For eight years, Cecilia Muñoz served as the highest-ranking Latina in the White House under President Obama while raising two daughters. Now a senior advisor with New America, she spoke with us recently about what policies changes we need to support families—and how she managed parenting and work. Muñoz is the author of More Than Ready: Be Strong and Be You…and Other Lessons for Women of Color on the Rise.
Q: COVID set millions of women back professionally and financially as millions were forced out of the workforce, in part due to their role as primary caretakers in their families. What do we need to do to create more balance and better support women in the future?
We need to invest in workplace policies: paid leave, sick leave, time away. And we need flexibility—to give people the space to be caretakers.
But the way we set the tone about leave policies is also important. So, for example, if employers say you get to leave, but you know they don’t want you to take it all, that doesn’t work.
I worked on the Biden-Harris transition team, which was done entirely online during the pandemic. There was a culture of waving at the kids you could see in the background. It sent a message: Don’t be embarrassed by your family responsibilities. That kind of tone is very important.
For employers, being involved in policy conversations also sends a signal. It’s a very good thing for companies to have generous policies, but they also should be saying there should be a standard for everyone.
Q: You raised daughters while having a very high-powered job. And you write that at times you didn’t think you could do it and other people didn’t think you could do it. How did you manage?
I had a picture-perfect mom and home, and I agonized over the differences in experience for my kids—not the least of which was that I would be out of the house 10 hours a day and working frequently from home.
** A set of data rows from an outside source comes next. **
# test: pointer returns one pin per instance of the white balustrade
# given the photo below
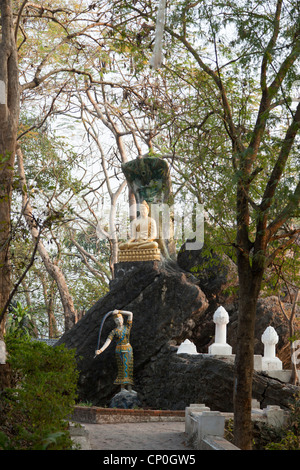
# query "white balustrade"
(270, 339)
(220, 346)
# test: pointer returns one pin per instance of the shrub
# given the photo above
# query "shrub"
(36, 410)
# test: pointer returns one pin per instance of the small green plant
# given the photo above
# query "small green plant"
(35, 412)
(291, 432)
(19, 322)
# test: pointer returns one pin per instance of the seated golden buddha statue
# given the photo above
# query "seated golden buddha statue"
(144, 233)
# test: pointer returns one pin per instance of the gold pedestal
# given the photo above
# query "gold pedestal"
(149, 254)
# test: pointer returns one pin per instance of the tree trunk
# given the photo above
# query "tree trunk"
(9, 119)
(249, 288)
(53, 270)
As a consequence, our meals were different; our house was different.
In writing my book, I asked my children what it was like for them, and they didn’t understand the question. They found it hilarious that I agonized. Their experience was that I was just Mom, and things moms and dads do include going to work every day.
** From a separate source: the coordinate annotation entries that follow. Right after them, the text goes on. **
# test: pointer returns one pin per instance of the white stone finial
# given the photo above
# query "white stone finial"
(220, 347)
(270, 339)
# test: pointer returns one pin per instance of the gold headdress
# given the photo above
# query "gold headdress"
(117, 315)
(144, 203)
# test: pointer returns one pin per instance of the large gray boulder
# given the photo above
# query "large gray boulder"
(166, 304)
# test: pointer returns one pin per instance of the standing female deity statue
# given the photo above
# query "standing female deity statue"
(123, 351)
But they understood—we managed to convey—that they were the most important thing. And that turns out to be everything. The fact that my house didn’t look like my mother’s house, and my garden didn’t look like my mother’s garden didn’t matter.
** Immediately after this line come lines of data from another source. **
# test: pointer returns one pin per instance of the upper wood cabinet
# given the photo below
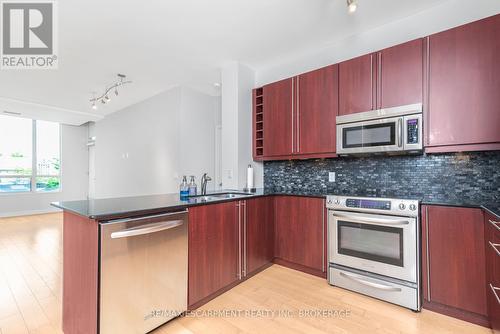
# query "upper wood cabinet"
(357, 85)
(389, 78)
(278, 118)
(464, 81)
(317, 109)
(454, 262)
(297, 117)
(400, 75)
Our daughters noticed that we had healthy dinners together all the time. They understood that we made that effort and that that was special. Now they both are women who cook and enjoy eating and see meals as a joyful thing, not just as fuel.
They also noticed that we shared labor. There were no real “mom jobs” and “dad jobs.” They saw us figuring out how we were going to manage the household and transportation as a team. They had those experiences where gender does not dictate what the labor is, and I think that’s a very big deal.
Q: You’ve said that you needed to learn how to work and how not to work. What do you mean by that?
This is something I’m still working on. My working-all-the-time muscles are very well developed. I have to be deliberate about going for a walk and not listening to a book on tape. I’m the kind of person who still says on the weekend: I’m going to sit on the sofa and read a book. My husband looks at me like, ‘Why are you telling me that?’
There’s no real formula to finding balance. We have to get to it in our own way. But my number-one suggestion is to be aware if you were cramming stuff from your to-do list into every day and not achieving balance. You get to be on the list and things that give you joy. It’s not extra. It’s essential to being human.
Q: How do you stay strong enough to focus on making a difference and not worrying about whether other people like you?
A friend shared the advice: Get your love at home. I think about that anytime I’m making difficult decisions. If my goal is to get everybody to like me, I will take the actions I need to make them like me. But they may not be what needs to happen to get the job done.
In public life, you have to endure criticism. I still endure it. It doesn’t mean I get to be disagreeable. But it matters a lot to me that my people know who I am no matter what. Then I can make tough decisions because work is not where I’m looking for love.